In 1994, I agree to take over, because it’s one thing to teach about the problems of journalism and another to try doing better, week after week. I know from teaching journalism history that many Christian publications have failed because they were solemn and preachy. Sometimes they paired that with happy talk, practicing public relations rather than journalism. World needs to avoid those mistakes, but we’ll unavoidably end up stepping on toes. Sometimes that will be deliberate, but sometimes, since I myself didn’t grow up in evangelical circles, we’ll receive credit for courage after offending out of ignorance.

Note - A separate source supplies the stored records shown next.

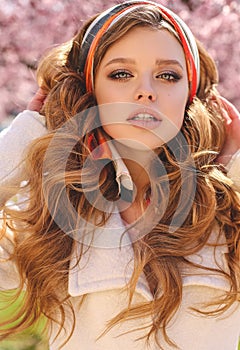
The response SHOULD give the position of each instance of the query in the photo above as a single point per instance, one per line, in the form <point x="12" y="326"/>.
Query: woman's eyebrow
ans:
<point x="159" y="62"/>
<point x="120" y="60"/>
<point x="168" y="62"/>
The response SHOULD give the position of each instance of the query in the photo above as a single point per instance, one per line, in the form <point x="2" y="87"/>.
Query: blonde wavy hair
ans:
<point x="43" y="254"/>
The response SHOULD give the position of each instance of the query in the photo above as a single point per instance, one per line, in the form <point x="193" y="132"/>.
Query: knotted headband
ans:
<point x="105" y="20"/>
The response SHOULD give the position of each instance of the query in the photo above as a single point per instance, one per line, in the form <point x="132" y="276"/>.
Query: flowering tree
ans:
<point x="29" y="27"/>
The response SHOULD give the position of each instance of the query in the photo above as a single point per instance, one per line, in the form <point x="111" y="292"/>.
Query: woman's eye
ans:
<point x="120" y="75"/>
<point x="169" y="76"/>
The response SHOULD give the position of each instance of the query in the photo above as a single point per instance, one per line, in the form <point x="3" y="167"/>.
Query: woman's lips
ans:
<point x="145" y="119"/>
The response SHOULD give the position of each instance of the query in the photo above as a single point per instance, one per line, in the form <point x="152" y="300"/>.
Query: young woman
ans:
<point x="128" y="234"/>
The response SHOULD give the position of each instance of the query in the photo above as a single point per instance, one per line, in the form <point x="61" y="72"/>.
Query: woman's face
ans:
<point x="141" y="88"/>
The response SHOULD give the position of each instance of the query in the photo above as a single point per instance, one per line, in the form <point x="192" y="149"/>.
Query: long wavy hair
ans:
<point x="43" y="247"/>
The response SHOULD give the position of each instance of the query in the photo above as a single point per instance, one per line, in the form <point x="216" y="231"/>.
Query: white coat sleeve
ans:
<point x="14" y="140"/>
<point x="233" y="168"/>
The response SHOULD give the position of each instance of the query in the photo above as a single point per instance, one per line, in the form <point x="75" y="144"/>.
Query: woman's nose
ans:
<point x="145" y="91"/>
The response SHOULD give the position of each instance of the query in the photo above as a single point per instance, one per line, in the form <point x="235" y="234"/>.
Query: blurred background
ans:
<point x="29" y="27"/>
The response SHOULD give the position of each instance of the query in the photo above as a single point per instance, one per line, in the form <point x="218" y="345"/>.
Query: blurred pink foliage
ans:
<point x="29" y="27"/>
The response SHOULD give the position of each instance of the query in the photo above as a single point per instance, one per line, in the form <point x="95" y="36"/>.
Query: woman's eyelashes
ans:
<point x="169" y="76"/>
<point x="122" y="74"/>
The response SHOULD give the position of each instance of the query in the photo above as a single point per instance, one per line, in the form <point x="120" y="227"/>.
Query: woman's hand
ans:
<point x="37" y="101"/>
<point x="232" y="125"/>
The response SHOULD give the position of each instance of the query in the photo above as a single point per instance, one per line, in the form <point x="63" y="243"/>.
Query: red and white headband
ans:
<point x="105" y="20"/>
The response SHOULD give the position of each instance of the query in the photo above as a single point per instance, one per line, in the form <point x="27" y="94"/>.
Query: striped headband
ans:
<point x="105" y="20"/>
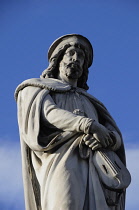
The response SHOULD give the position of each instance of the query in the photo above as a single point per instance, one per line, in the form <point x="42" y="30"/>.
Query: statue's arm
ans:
<point x="114" y="135"/>
<point x="63" y="119"/>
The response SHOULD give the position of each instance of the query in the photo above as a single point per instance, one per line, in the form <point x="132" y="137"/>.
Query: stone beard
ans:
<point x="61" y="126"/>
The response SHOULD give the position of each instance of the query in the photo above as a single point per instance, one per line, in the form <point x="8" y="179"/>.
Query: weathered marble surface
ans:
<point x="61" y="126"/>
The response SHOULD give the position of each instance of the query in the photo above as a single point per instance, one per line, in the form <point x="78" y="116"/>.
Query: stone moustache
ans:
<point x="73" y="155"/>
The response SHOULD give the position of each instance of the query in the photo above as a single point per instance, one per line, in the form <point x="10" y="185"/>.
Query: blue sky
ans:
<point x="27" y="29"/>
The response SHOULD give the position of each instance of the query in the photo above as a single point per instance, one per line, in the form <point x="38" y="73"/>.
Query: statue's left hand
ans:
<point x="91" y="142"/>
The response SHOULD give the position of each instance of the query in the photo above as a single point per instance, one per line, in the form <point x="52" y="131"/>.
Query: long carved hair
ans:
<point x="53" y="68"/>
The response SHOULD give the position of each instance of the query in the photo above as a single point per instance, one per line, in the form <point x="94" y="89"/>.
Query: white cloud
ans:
<point x="11" y="188"/>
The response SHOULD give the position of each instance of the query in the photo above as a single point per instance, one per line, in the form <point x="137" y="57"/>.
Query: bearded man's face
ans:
<point x="72" y="62"/>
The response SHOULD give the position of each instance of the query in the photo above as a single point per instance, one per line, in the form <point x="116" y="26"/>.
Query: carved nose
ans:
<point x="75" y="56"/>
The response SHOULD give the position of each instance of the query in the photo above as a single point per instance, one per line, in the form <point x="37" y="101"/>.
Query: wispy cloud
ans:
<point x="11" y="187"/>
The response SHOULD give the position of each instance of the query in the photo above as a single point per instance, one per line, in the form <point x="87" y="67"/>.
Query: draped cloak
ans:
<point x="58" y="170"/>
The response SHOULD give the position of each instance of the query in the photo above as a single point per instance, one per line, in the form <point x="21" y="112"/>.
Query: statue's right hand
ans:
<point x="101" y="134"/>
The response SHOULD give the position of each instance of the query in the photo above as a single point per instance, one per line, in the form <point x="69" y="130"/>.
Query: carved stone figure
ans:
<point x="72" y="150"/>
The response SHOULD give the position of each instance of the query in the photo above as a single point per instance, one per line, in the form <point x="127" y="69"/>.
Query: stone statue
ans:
<point x="66" y="135"/>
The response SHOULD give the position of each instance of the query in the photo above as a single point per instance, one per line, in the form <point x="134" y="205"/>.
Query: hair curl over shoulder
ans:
<point x="53" y="68"/>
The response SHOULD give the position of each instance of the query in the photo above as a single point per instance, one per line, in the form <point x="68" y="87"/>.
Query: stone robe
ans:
<point x="58" y="169"/>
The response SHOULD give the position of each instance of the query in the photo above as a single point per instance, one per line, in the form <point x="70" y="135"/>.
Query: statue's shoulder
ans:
<point x="47" y="83"/>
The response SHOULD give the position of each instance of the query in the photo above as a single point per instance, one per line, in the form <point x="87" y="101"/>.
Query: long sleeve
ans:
<point x="63" y="119"/>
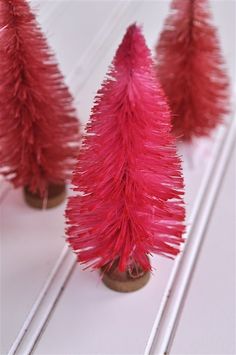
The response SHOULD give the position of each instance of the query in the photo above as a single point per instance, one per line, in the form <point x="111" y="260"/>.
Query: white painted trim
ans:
<point x="167" y="319"/>
<point x="38" y="314"/>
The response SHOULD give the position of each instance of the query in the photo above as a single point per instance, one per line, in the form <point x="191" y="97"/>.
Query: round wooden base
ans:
<point x="126" y="281"/>
<point x="56" y="195"/>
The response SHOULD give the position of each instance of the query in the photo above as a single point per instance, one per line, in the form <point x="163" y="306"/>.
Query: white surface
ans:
<point x="91" y="319"/>
<point x="208" y="322"/>
<point x="85" y="36"/>
<point x="31" y="242"/>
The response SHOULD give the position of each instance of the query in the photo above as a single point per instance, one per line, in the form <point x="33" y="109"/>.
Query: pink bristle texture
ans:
<point x="128" y="177"/>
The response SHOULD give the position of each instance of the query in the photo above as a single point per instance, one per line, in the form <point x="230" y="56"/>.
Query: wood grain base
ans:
<point x="126" y="281"/>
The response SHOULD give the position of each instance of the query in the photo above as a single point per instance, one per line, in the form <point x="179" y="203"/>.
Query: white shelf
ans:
<point x="91" y="319"/>
<point x="207" y="322"/>
<point x="35" y="267"/>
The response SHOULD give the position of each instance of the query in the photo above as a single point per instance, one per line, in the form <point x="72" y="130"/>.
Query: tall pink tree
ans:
<point x="128" y="175"/>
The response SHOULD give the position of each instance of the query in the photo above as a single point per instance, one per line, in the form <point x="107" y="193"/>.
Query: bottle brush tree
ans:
<point x="191" y="69"/>
<point x="38" y="125"/>
<point x="128" y="176"/>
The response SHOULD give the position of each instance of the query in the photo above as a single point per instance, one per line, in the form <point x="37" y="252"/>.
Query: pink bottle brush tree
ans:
<point x="191" y="69"/>
<point x="38" y="125"/>
<point x="128" y="176"/>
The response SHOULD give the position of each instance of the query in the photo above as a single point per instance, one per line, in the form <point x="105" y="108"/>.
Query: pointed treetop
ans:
<point x="133" y="51"/>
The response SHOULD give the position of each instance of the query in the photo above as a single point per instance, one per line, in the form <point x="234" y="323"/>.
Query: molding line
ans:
<point x="167" y="319"/>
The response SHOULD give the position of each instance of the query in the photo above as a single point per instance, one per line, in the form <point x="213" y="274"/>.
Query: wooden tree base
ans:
<point x="128" y="281"/>
<point x="56" y="195"/>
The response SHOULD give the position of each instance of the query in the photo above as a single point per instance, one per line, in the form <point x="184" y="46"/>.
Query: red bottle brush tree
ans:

Joel Belz, recognizing that Christian journalism needs reforming, accepts the risk. A headline in the December 10, 1994, issue displays his sigh of relief: “Our experienced editor-at-large becomes editor at last.” I have time because Texas taxpayers are kind enough to pay me a full-time salary for two days a week of teaching, meeting students, and grading papers. Joel settles in as World’s publisher. His one full-time reporter retires. We try out freelancers and build a staff of journalists who will be both accurate and lively.

I’m looking for what sounds like an oxymoron—serious fun. One example: Instead of a stuffy opinionater about the heavy bureaucracy of the Department of Agriculture, I have a Washington reporter trot from one federal office to another asking, “Do you know where to find the National School Lunch Program?” He ends up in Virginia, and we show the department’s size.

To point out the hypocrisy of those who oppose school choice but send their own children to DC’s toniest private schools, the reporter rides around Washington with a Ghanian cabbie whose own children attend public schools. We report the driver’s reaction to expensive education edifices.

We’ll also scrutinize Christian groups, but in 1995 and 1996 I don’t have the enormous amount of time that’s needed to monitor investigations. That’s because, unknown to me, word of mouth in 1993 and 1994 is gaining The Tragedy of American Compassion a small following in New York, Washington, and Austin.

One of the Texas fans of the book is Karl Rove, the key political advisor of gubernatorial candidate George W. Bush. Rove brings us together for an hour of conversation. One of the Washington fans is Congressional leader Newt Gingrich, who is calling for a revolution.